As a child, I found clothes to be restricting and on many occasions, completely unnecessary. The whole childhood nudity part of my development grew from simply being a stage to a hobby, eventually becoming my own form of expression. Shopping malls, doctor’s appointments, family gatherings, it didn’t matter where I was, every outing had a strict dress code: clothing optional.
But my harmless aversion to clothing quickly turned tragic as my hobby found its way into the kindergarten class of the White Marsh Child Center.
My mother arrived in a mix of horror and confusion. Besides my nudist lifestyle, I wasn’t a bad kid – so what could I have possibly done to warrant her being there? She soon discovered that I found a new twist to my streaking sessions: my ability to have an erection.
Apparently, I had become so proud of this feat that I decided to share it with the rest of the class. However, my frail, uptight kindergarten teacher found my “overly sexual nature,” far too graphic for the class. While my mother did not have a problem with my fascination of my body, she realized that the rest of the world did.
That night, my mother sat my brother and I down and explained everything: why my teacher was so upset, why my nudist phase had to end, and what exactly this ability of mine meant. There was no explicit detail or graphic images; she just explained the basics of boys and girls, babies, and sex.
My 4-year-old brother couldn’t have cared less; he was much more concerned with being a power ranger at the time. But I, being the exhibitionist (of both body and knowledge) that I was, was quick to dismiss any ludicrous “stork” story I heard from other children. As you can imagine, most children at this age are very keen to discussing all their newfound knowledge with their parents. The parents, however, were not keen on what exactly this knowledge was.
They were horrified to hear the words, “penis,” “vagina,” and “sex” come out of their children’s mouths and quickly turned on my mother, accusing her of being an unfit, unholy parent. But she was unmoved. She wasn’t going to apologize for teaching her children the truth, instead of some naïve fairytale using terms like “private parts” or some ridiculous, childish slang term to describe genetalia. Although unrepentant about teaching us, she had to sit us down once again and explain that like how my clothes had to stay on my body, this knowledge had to stay in my head.
And so I went on through school, not as an overly sexual child and not even as a sexually empowered child, but as a highly repressed, highly confused child, wondering what was so wrong about this whole “sex” talk. The subject didn’t come up again until fifth grade when the boys and girls were separated, to learn about their own individual “private parts.”
While most of the boys spent the time giggling every time the teacher mentioned the word “penis,” I wondered where all of the other information was. And as soon as I saw my teacher’s eyes widen, I knew my knowledge had once again become a curse and I was quickly excused from the class for asking “inappropriate” questions.

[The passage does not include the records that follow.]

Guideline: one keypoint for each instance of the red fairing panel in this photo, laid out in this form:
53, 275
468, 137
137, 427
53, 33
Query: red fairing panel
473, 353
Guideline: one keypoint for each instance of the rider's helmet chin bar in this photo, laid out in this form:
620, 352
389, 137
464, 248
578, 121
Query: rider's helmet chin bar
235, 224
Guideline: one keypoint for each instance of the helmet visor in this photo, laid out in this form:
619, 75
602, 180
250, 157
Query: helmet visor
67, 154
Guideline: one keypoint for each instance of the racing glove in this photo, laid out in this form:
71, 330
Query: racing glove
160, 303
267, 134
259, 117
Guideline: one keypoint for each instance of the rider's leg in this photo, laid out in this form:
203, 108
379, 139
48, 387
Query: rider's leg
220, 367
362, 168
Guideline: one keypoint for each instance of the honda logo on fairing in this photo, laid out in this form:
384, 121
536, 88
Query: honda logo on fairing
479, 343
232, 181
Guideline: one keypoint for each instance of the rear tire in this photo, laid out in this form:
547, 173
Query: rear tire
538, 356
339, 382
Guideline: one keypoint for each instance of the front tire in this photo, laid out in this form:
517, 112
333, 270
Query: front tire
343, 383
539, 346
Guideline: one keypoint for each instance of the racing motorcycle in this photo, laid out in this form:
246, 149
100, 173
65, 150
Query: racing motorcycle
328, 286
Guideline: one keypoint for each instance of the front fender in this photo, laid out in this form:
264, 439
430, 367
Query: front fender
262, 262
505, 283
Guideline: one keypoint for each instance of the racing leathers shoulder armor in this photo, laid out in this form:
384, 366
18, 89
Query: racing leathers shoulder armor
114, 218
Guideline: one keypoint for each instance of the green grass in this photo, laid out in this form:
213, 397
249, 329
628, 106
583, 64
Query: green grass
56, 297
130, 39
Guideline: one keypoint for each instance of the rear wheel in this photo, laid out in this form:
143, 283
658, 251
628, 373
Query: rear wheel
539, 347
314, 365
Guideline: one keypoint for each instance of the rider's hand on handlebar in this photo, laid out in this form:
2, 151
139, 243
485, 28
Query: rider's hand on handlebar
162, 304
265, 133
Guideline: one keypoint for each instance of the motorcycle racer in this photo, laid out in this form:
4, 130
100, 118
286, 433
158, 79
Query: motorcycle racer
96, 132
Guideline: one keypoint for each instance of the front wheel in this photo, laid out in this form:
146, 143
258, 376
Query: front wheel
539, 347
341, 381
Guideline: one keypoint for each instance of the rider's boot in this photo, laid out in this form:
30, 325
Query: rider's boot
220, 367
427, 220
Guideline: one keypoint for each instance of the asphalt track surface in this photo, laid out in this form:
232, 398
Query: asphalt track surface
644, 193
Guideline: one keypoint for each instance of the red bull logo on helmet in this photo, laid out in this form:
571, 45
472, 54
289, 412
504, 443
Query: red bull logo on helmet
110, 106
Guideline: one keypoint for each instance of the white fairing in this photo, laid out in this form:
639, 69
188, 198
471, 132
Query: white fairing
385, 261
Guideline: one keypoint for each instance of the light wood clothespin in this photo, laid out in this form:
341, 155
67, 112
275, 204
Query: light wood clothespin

As time went by, I found myself more and more repressed, armed with all of this knowledge, but completely forbidden to use it. The educators and parents that I was surrounded by thought that too much exposure to the subject of sex would cause their children and students to become hypersexual, when in fact for me, it did just the opposite.
From a young age, sex wasn’t confusing to me. It wasn’t something exotic because it was part of the unknown, and so I didn’t actively pursue it. This period of certainty and confidence in my sexuality quickly ended when I discovered the added factor of my confused sexual orientation.
My care-free attitudes about sex rapidly turned to panic and paranoia, as my entire high school career became a canvas for me to paint on every day, writing in big bold letters over and over: I AM STRAIGHT. My sexual identity became consumed with proving not only to the rest of the world, but also to myself that I had absolutely no attraction to other boys. From age 6 to 14, I could’ve cared less about sex, but as soon as I discovered the dichotomy between my own desires and the pressure of the heteronormative world, sex became the only thing I thought about.
My view of sex became completely warped; it was no longer a simple reproductive or pleasurable act, it was a constant worry. Society had found a new way to repress me, not through my knowledge of sex, but how I wanted to have it. Confused, terrified, ashamed, I became a walking time bomb, full of repressed, pent-up desires.
I constantly waited for someone to question my sexuality, ready to jump up onto the nearest table and shout my heterosexuality to the world. If anyone ever second-guessed me, I’d become obnoxious and enraged, like the alpha male in a pack of gorillas, as I reasserted myself as a domineering, masculine, girl-loving man, beating loudly on my chest and spitting my excess testosterone in their face so they’d never doubt me again. Eventually though, I got tired.
Tired of fighting, tired of shouting, tired of pretending to be something that I wasn’t. I remembered what my mother had taught me, that sex and everything that came with it to me were natural; I couldn’t fight it no matter how hard I tried.
Eventually, I stumbled out of both the confusion and depression, but still found the world I lived in to be extremely ignorant of what exactly it meant to be sexual. This society repressed both my knowledge and desires out of some naïve perception that sex is an act of human nature that for some reason needs to be controlled, instead of celebrated and educated on. Society hasn’t helped my understanding and development of my sexuality and sexual identity, it’s hindered it.
Today I use all of my knowledge, all of my experience, all of my passion, to help fight this ignorance, so that those like me don’t have to hide from a sexually repressive society. Whether it’s your abundance of sexual knowledge, your sexual desires, or anything above and beyond, as cliché as it sounds, the revolution has begun. Which side of ignorance do you plan to be on?